The concept of media gatekeeping is one that dates back generations and generally has come to be accepted as part and parcel of the activities journalists and editors carry out as they construct the news (Gitlin, 1980). To some extent, the activity of gatekeeping was observed to be an essential byproduct of traditional media outlets such as newspapers, televisions and radio programs having a finite amount of space and time to cover news (Shoemaker & Vos, 2009). Put simply, in the course of a given news cycle, media reports could not cover all events or topics that occurred, so journalists and editors adapted professional strategies and routines in the performance of news gathering and the selection of news stories (Gans, 1979) such that, at least historically speaking, “the news aims to tell us what we want to know, need to know, and should know” (Tuchman, 1978, p. 1).

In one of the first formalizations of gatekeeping as a theoretical framework in the journalism and communication field, White (1950) examined how a “gatekeeper” in the complex channels of media organizations managed the news gate. In that study the editorial decision-making process and resultant information flow in two American newspapers was modeled through analyses of the criteria that editors used to make judgments about whether a story was newsworthy or not. Since the White study—where he researched why particular wire editors selected or rejected the news stories that were filed based on their perceived importance, available space and timeliness—there has been an ongoing stream of research that has considered how gatekeeping has been transformed in response to technological developments and shifts in sociocultural norms. Indeed, based explicitly on White’s original formulation (1950), Ali and Fahmy wrote that gatekeeping as a theory “is defined as the selection process of choosing stories and/or visuals that follow the organization's’ news routines and narratives” (2013, p. 65).

Yet since White’s seminal work that identified “gatekeeping as a selection process where ‘gatekeepers’ pick and choose which news articles and/or visual images to run in the media” (as cited in Ali & Fahmy, 2013, p. 55), the conceptualization of gatekeeping has come to take on finer and more nuanced perspectives.
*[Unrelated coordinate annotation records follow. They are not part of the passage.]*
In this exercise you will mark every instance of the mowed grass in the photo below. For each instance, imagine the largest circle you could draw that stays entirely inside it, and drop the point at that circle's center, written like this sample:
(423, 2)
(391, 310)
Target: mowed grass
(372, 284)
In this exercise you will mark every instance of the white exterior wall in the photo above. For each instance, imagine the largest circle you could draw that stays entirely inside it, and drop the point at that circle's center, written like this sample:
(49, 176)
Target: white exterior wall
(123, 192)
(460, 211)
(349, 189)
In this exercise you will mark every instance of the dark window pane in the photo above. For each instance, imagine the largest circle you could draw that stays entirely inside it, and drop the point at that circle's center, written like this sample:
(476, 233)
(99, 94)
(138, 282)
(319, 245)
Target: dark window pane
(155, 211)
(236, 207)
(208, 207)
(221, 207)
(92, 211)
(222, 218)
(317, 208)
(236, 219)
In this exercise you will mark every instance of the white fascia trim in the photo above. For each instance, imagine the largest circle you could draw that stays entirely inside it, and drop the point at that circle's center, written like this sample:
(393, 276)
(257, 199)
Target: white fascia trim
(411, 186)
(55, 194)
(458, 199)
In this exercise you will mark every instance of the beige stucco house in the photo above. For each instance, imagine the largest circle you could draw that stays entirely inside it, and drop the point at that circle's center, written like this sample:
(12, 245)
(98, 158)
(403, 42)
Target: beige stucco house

Specifically, in looking at network gatekeeping (Barzilai-Nahon, 2008), it is clear that gatekeeping has morphed into an increasingly dynamic and situation-specific activity taken on by an increasingly wider scope of individuals. In short, as online and social media technology has democratized the capacity for individuals to create and share media, the notion of gatekeeping has conceptually remained intact but has expanded as a practice far beyond White’s original conceptualization of who gatekeepers are.
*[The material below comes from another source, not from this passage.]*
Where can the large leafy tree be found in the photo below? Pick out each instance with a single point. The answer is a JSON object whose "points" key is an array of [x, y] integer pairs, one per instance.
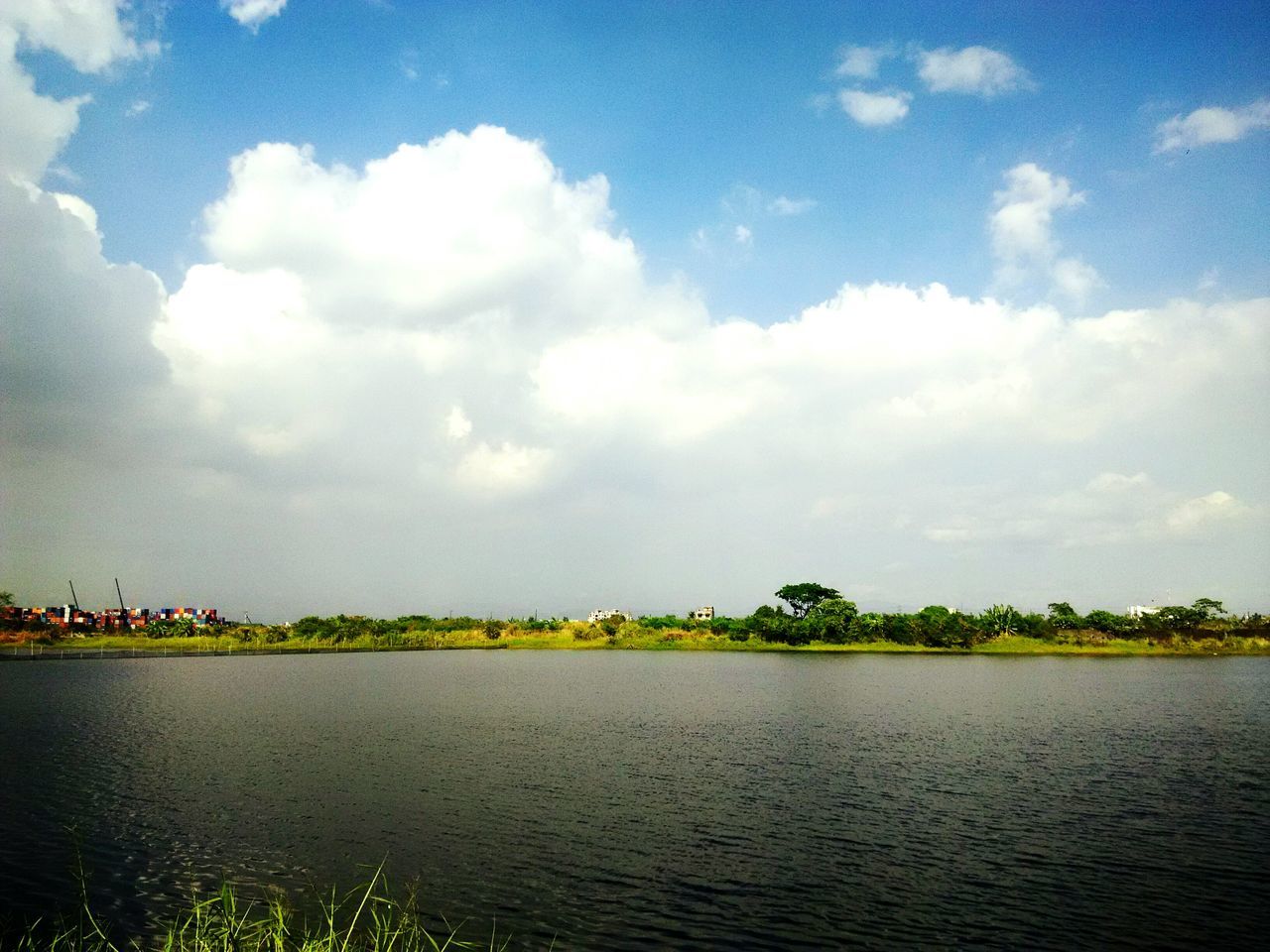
{"points": [[806, 595], [830, 621]]}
Just as communication technologies have opened up vast opportunities for the re-orientation of information flows around non-hierarchical users as gatekeepers, technological advances have also facilitated the increased production of genetically modified organisms (GMOs), which have emerged into the food stream since at least the late 1980s as a commercially available product (Chassy, 2007). While the historical roots of humans genetically altering plants date at least to Mendel and his hybridization of peas in the early 1800’s (Henig, 2000), GMOs have taken on a contentious position socially and politically in many countries in the last several decades (Stephan, 2014). As examples, there were anti-GMO demonstrations that took place in approximately 400 cities around the globe on May 23, 2015 (Guardian, 2015) yet exactly two months later, on July 23, 2015, the U.S. House of Representatives approved a pro-GMO ban on states requiring GMO labeling on food (House Committee on Agriculture, 2015).

Altogether, this study is thus positioned to offer insights into not only the ongoing renegotiation of traditional news organizations and journalists as gatekeepers in the contemporary emergent and multi-gated media environment but also how this transformation of the public sphere continues to take shape (Galata, Karantinisis & Hess, 2014) on social media in coverage of GMOs.